Global Quantum Thermometry

TL;DR

This paper introduces a global quantum thermometry framework that improves temperature estimation accuracy when prior knowledge is limited, by establishing a new optimal estimation method and precision limit based on a mean logarithmic error.

Contribution

It develops a comprehensive theory of global quantum thermometry, including an optimal post-processing rule and a global precision limit, advancing beyond local estimation methods.

Findings

Global estimator reduces bias in temperature estimates

Mean logarithmic error is the key figure of merit

Global approach outperforms local estimation in limited-data scenarios

Abstract

A paradigm shift in quantum thermometry is proposed.
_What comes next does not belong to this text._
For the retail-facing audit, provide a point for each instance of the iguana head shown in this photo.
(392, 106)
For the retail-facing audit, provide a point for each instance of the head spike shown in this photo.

To date, thermometry has relied on local estimation, which is useful to reduce statistical fluctuations once the temperature is very well known. In order to estimate temperatures in cases where few measurement data or no substantial prior knowledge are available, we build instead a theory of global quantum thermometry. Based on scaling arguments, a mean logarithmic error is shown here to be the correct figure of merit for thermometry. Its full minimisation provides an operational and optimal rule to post-process measurements into a temperature reading, and it establishes a global precision limit. We apply these results to the simulated outcomes of measurements on a spin gas, finding that the local approach can lead to biased temperature estimates in cases where the global estimator converges to the true temperature. The global framework thus enables a reliable approach to data analysis in thermometry experiments.